In addition to requirements of: College degree and/or military, No felonies or class A1-2 misdemeanors, 21 years of age

Training & Qualification

Training and Qualification standards are two of the primary ingredients to maintaining an educated, unified, professional, and effective organization.

Under a Hurley administration, all current annual and bi-annual training NOT REQUIRED to maintain personal certifications or agency level certifications would be reviewed.
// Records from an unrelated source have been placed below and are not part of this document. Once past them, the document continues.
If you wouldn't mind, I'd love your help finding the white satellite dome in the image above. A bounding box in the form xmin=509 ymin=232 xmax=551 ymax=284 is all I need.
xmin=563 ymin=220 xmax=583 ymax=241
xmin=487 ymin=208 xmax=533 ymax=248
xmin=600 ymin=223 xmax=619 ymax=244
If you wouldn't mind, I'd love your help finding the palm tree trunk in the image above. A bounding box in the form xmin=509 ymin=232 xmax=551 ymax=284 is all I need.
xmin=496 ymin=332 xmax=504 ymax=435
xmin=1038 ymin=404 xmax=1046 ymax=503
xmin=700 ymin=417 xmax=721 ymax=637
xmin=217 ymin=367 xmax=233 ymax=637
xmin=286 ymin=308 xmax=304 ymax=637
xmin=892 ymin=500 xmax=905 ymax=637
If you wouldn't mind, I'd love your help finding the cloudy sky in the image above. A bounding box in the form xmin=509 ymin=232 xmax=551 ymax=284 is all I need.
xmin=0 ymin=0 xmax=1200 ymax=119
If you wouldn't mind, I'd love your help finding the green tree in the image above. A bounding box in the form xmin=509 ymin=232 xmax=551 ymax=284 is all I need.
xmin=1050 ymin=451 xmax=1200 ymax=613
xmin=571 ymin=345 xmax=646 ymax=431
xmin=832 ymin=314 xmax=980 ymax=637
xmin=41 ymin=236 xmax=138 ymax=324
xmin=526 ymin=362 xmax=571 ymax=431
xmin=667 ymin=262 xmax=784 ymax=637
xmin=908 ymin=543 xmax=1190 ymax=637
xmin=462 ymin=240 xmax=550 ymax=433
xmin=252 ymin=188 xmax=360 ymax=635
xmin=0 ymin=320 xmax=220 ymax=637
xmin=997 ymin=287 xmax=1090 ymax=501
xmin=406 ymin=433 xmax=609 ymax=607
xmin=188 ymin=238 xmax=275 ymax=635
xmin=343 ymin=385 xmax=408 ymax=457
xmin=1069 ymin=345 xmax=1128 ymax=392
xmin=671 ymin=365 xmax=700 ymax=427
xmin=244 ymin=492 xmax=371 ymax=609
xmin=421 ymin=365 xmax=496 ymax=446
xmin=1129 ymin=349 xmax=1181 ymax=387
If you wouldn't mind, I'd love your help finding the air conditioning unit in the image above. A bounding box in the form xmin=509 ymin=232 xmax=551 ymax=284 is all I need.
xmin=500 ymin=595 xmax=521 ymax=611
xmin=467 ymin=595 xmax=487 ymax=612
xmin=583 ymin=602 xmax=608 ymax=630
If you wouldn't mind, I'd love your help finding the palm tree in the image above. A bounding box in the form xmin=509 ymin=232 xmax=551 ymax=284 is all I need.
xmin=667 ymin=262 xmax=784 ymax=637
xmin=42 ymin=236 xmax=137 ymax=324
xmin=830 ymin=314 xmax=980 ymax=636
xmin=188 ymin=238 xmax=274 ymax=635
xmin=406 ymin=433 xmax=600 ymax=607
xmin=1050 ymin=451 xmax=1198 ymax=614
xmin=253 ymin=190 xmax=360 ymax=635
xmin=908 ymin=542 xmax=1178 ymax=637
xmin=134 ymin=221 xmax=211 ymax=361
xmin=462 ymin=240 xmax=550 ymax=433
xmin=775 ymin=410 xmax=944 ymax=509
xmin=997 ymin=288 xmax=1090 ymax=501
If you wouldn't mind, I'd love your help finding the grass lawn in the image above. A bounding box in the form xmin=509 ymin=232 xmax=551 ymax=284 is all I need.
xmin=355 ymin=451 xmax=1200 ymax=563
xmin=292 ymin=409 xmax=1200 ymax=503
Additionally, the following bi-annual training and qualifications would be required to maintain employment at the Buncombe County Sheriff's Office:


  • Annual communication & de-escalation techniques
  • Bi-annual agency approved take-down and restraint techniques (modeled after Judo & Jiu-Jitsu)
  • Annual constitutional responsibility of a sheriff's deputy refamiliarization
  • Annual pepper spray refamiliarization


  • Bi-annual physical fitness test (age specific)(all ranks)
  • Bi-annual communication & de-escalation scenario based qualification
  • Bi-annual agency approved take-downs and restraints


Unlike the abstract "21st Century" approach to policing implemented under Sheriff Miller, the Community-Oriented Policing approach is clear, defined, and used by many agencies throughout the country.
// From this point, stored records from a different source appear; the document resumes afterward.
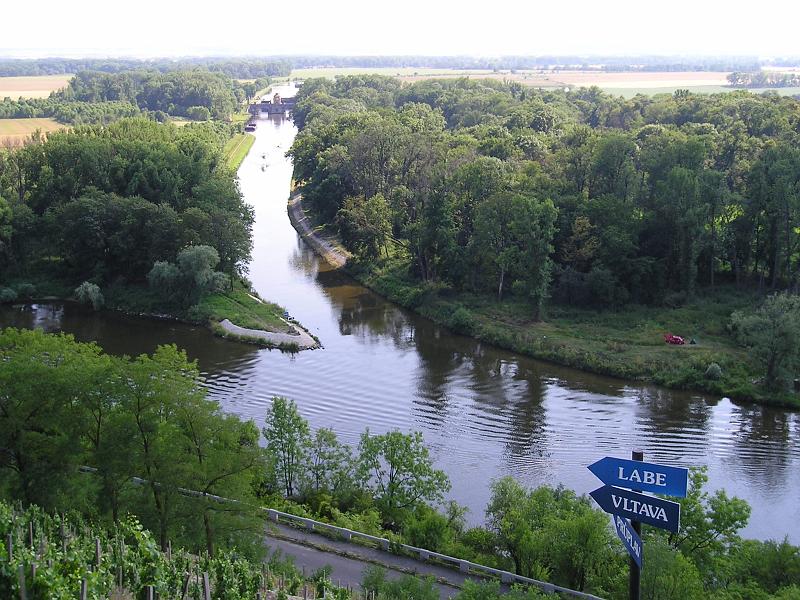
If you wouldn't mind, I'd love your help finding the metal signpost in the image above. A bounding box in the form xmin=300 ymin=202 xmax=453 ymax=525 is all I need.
xmin=589 ymin=450 xmax=689 ymax=600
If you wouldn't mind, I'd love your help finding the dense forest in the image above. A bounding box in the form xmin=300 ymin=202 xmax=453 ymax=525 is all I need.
xmin=54 ymin=69 xmax=255 ymax=120
xmin=0 ymin=329 xmax=800 ymax=600
xmin=0 ymin=98 xmax=141 ymax=125
xmin=292 ymin=77 xmax=800 ymax=306
xmin=0 ymin=118 xmax=252 ymax=301
xmin=291 ymin=76 xmax=800 ymax=397
xmin=0 ymin=69 xmax=269 ymax=125
xmin=728 ymin=70 xmax=800 ymax=88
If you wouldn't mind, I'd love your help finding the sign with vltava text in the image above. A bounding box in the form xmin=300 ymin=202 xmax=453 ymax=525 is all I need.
xmin=589 ymin=485 xmax=681 ymax=533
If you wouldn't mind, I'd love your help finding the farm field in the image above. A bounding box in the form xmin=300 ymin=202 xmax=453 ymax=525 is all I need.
xmin=0 ymin=119 xmax=67 ymax=141
xmin=291 ymin=67 xmax=800 ymax=98
xmin=0 ymin=75 xmax=72 ymax=100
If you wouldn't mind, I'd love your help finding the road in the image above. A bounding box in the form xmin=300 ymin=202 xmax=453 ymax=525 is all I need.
xmin=266 ymin=523 xmax=512 ymax=600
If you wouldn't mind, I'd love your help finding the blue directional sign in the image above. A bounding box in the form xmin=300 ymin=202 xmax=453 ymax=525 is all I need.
xmin=589 ymin=485 xmax=681 ymax=533
xmin=589 ymin=456 xmax=689 ymax=498
xmin=611 ymin=515 xmax=643 ymax=569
Community-Oriented Policing puts its emphasis on:

  • Prevention of crime through community collaboration and environmental design
  • A geographic "beat" approach to create positive, ongoing relationships between the same deputies and the neighborhoods they patrol
  • Positive interactions between deputies and citizens
  • Outside agency and community partnerships
  • Data analysis and problem solving vs 911 response
  • Community driven initiatives

This type of approach to policing is better for addressing the unique needs of communities and neighborhoods across the county. It allows the agency to deploy more dynamic solutions to problems based on location and ultimately creates a more positive relationship between the Sheriff's Office, its deputies, and members of the community.


First, the Sheriff's Office is a constitutionally elected position that serves the greater good of the county. This is achieved by:

  1. Listening to the concerns and needs of community members through the C.P.C. and quarterly resident surveys
  2. Prioritizing and developing realistic plans for addressing these needs and concerns
  3. Executing the plans in a timely manner to minimize long-term resource usage, and taxpayer dollars wasted

Second, the Sheriff's Office exists to protect the Constitutional Rights of every resident in the county. This is why those seeking appointment of Deputy will be required to demonstrate a clear understanding of these rights and how these rights influence their day-to-day decisions as a Deputy.

Third, the Sheriff has a constitutional duty to investigate, and hold accountable, any accusation of rights violations by elected or appointed individuals towards the residents of this county. This includes individuals operating at a local, state, and federal level. "We must struggle for creating a democratic system that is dedicated to democracy and human rights." - Akbar Ganji

Fourth, It is paramount that the Sheriff ensure statute enforcement and judiciary review be in accordance with the Constitution, therefor ensuring every individual is afforded the guaranteed rights under the 4th and 6th Amendments.


Constitutional accountability is paramount to community-oriented law enforcement and democracy. To achieve and maintain this:

  1. Mr. Hurley will work to have the agency CALEA certified in order to hold the Sheriff, its Deputies, and the Agency to a higher standard of accountability, transparency, and integrity.
  2. A non-partisan Community Partnership Committee (CPC) consisting of representatives from the county's towns and cities will be established. This body will represent the best interests of each community and collaborate with the Sheriff and municipal law enforcement leadership to develop mutually agreed-upon policies that affect county residents.
  3. Establish a Complaint Investigatory Panel (CIP) consisting of constitutional law experts, the Sheriff, and local community leaders, whose sole duty is to review all complaints of constitutional, human, and civil rights violations. These violations are not limited to actions within its borders, but also any actions or decisions that take place outside Buncombe County that infringe on the rights of residents within the County.